- Genre: Talk show
- Presented by: Christy Lemire Ignatiy Vishnevetsky
- Country of origin: United States
- Original language: English
- No. of seasons: 1

Production
- Executive producers: Roger Ebert Chaz Ebert
- Production locations: WTTW Studios in Chicago, Illinois
- Running time: 30 minutes
- Production company: Ebert Productions

Original release
- Network: Syndication
- Release: January 21 – December 30, 2011

Related
- At the Movies (1982–1986) At the Movies (1986–2010); Sneak Previews;

= Ebert Presents: At the Movies =

2011 television series involving film reviews

Ebert Presents: At the Movies was a weekly, nationally syndicated movie review television program produced by film critic Roger Ebert and his wife, Chaz Ebert. The program aired on public television stations in the United States through American Public Television from January 21 to December 30, 2011.

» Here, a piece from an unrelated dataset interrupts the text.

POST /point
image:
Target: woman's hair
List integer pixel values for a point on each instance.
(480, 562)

The show continued the format originated by Ebert and Gene Siskel on their first show, Sneak Previews, and continued on At the Movies with Gene Siskel and Roger Ebert and At the Movies, in which two film critics discuss the week's new releases. Occasionally, the program aired special theme episodes, such as one listing the hosts' favorite films of 2011.

Ebert Presents: At the Movies was hosted by Christy Lemire of The Associated Press and Ignatiy Vishnevetsky of The Chicago Reader and MUBI. The program premiered on January 21, 2011 but went into permanent hiatus at the end of the year after Ebert reported that the show had difficulties finding new sources of financial underwriting.

==Development==
A pilot was shot in the summer of 2010 featuring critics Christy Lemire and Elvis Mitchell of National Public Radio. Though it was assumed that the two would co-host the show, in December 2010 it was later announced that Mitchell would not be taking part in the program. Lemire remained as one of the two principal critics, alongside Ignatiy Vishnevetsky.

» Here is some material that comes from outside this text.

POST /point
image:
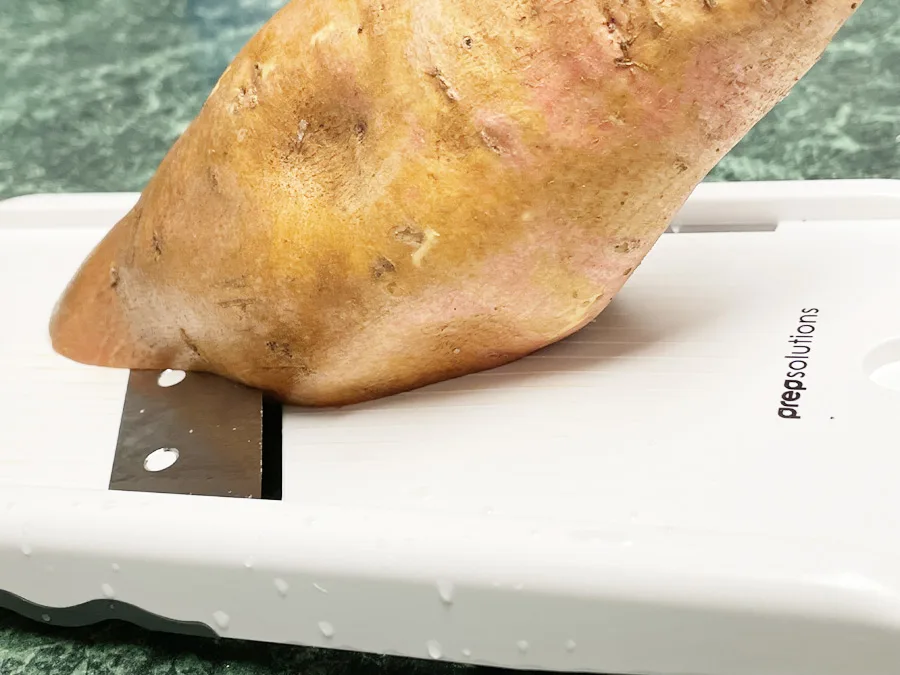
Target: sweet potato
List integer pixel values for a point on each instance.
(379, 195)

The show marked Ebert's return to television for the first time since his emergency operation in 2006. Since his surgery cost him the ability to speak, he continued to review movies from his office set, using famed Chicago journalist and anchor Bill Kurtis and others to read his reviews.

==Production==
Ebert Presents: At the Movies was filmed at the studios of WTTW in Chicago, where Siskel and Ebert's version of the program (originally titled Opening Soon at a Theater Near You) began filming 36 years earlier. Though the show used a newly constructed set made to resemble a balcony, hosts Lemire and Vishnevetsky sat in the seats originally used by Siskel and Ebert on the show Sneak Previews.

The show regularly featured guest contributors such as Kim Morgan, Omar Moore, and producer Chaz Ebert.

==Cancellation==
On November 6, 2011, Ebert announced in a post on his blog that he and Chaz had paid for the first season themselves and had hoped to find new sources of underwriting for subsequent seasons. He also stated that the program would have to be canceled if that funding could not be arranged.

In a subsequent blog entry posted on November 30, 2011, Ebert stated that the show would go on hiatus at the end of the year, and the last episode aired in late December. No further announcements were made about the show prior to Ebert's death in 2013.